1. Service Y and slowness time range. Call **SLOs API** and **Alerting API**; run **ES|QL** for Y and dependencies;
   query ML anomaly results.
2. Compare latency (avg/p95/p99) to prior period via ES|QL; from dependency data identify high-latency or failing deps.
3. Summarize (e.g. p99 up; dependency Z elevated) and recommend (investigate Z; Observability Labs for latency).

### Example: Correlate service to infrastructure (OpenTelemetry)

Use **resource attributes** on spans/traces to get the runtimes (pods, containers, hosts) for the service. Then check
CPU and memory for those resources in the same time window as the APM issue:

- From the service’s traces or metrics, read resource attributes such as `k8s.pod.name`, `k8s.namespace.name`,
  `container.id`, or `host.name`.
- Run **ES|QL** or Elasticsearch search on infrastructure/metrics indices filtered by those resource values and the
  incident time range. Check **CPU usage** and **memory consumption** (e.g. `system.cpu.total.norm.pct`); look for
  **OOMKilled** events, **CPU throttling**, or sustained high CPU/memory that align with APM latency or error spikes.

### Example: Filter logs by service or trace ID

To understand behavior for a specific service or a single trace, filter logs accordingly:

- **By service:** Run **ES|QL** or Elasticsearch search on log indices with `service.name == "<service_name>"` and time
  range to get application logs (errors, warnings, restarts) in the service context.
- **By trace ID:** When investigating a specific request, take the `trace.id` from the APM trace and filter logs by
  `trace.id == "<trace_id>"` (or equivalent field in your log schema). Logs with that trace ID show the full request
  path and help explain failures or latency.

## Guidelines

- Use **Observability APIs** ([SLOs API](https://www.elastic.co/docs/api/doc/kibana/group/endpoint-slo),
  [Alerting API](https://www.elastic.co/docs/api/doc/kibana/group/endpoint-alerting)) and **ES|QL** on
  `traces*apm*,traces*otel*`/`metrics*apm*,metrics*otel*` (8.11+ or Serverless), filtering by `service.name` (and
  `service.environment` when relevant). For active APM alerts, call
  `/api/alerting/rules/_find?search=apm&search_fields=tags&per_page=100&filter=alert.attributes.executionStatus.status:active`.
  When checking one service, evaluate both rule types: rules where `params.serviceName` matches the target service, and
  rules where `params.serviceName` is absent (all-services rules).
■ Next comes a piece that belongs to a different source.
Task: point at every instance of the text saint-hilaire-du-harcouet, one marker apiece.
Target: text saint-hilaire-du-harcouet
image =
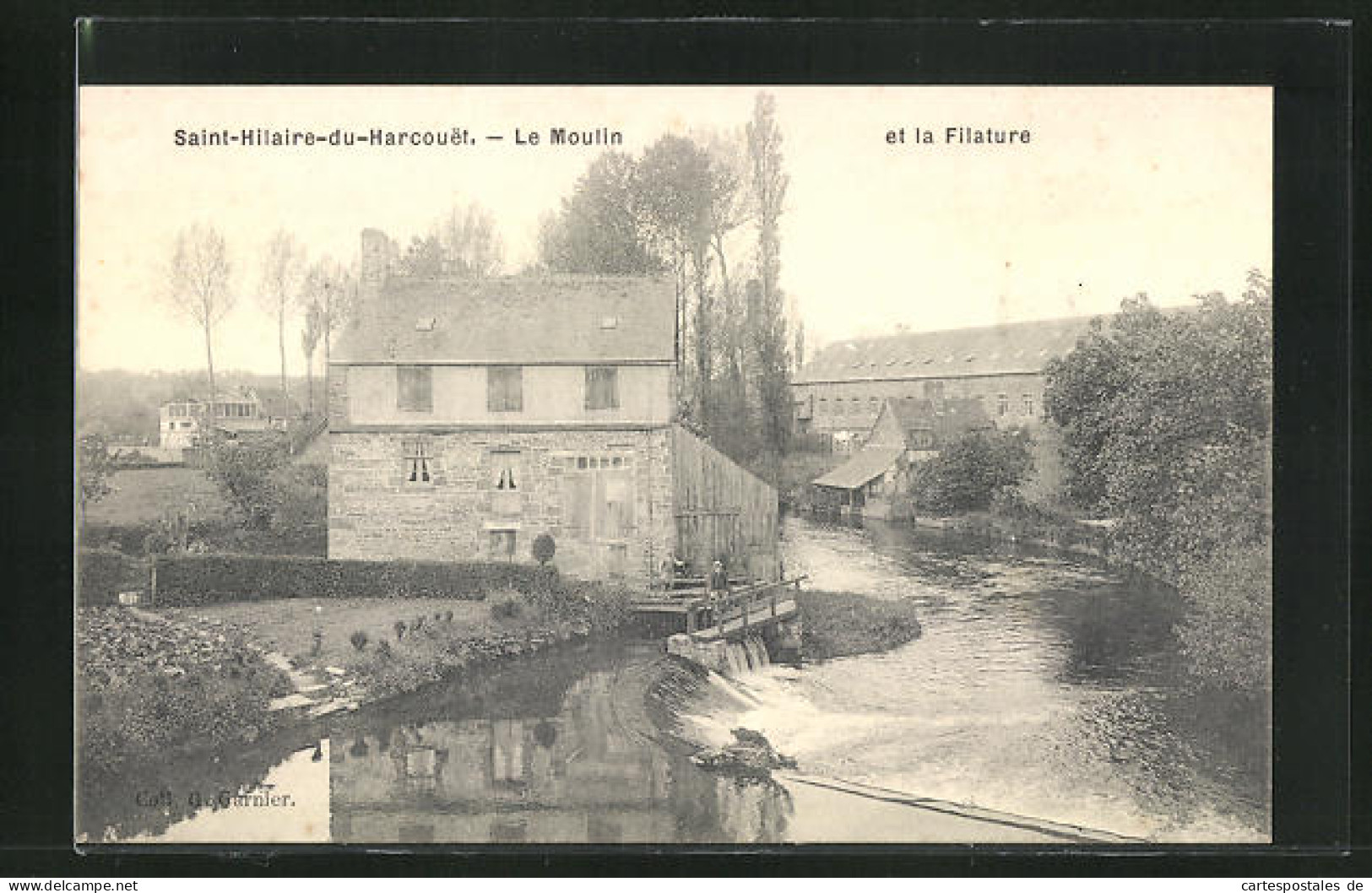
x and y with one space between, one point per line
274 138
Treat either as applicable to the service before
  declaring health. Do not query `.alerts*` indices when determining currently active alerts; use the Alerting API
  response above as the source of truth. For APM correlations, run the **apm-correlations** script (see
  [APM Correlations script](#apm-correlations-script)); for dependency/service-map data, use ES|QL or Kibana repo route
  handlers. For Elasticsearch index and search behavior, see the **Elasticsearch** APIs in the Elasticsearch repo.
- Always use the **user's time range**; avoid assuming "last 1 hour" if the issue is historical.
- When SLOs exist, anchor the health summary to SLO status and burn rate; when they do not, rely on alerts, anomalies,
  throughput, latency, error rate, and dependencies.
- When analyzing **only application metrics ingested via OpenTelemetry**, use the ES|QL **TS** (time series) command for
  efficient metrics queries. The TS command is available in **Elasticsearch 9.3+** and is **always available** in
  Elastic Observability Serverless.
- Summary: one short health verdict plus bullet points for evidence and next steps.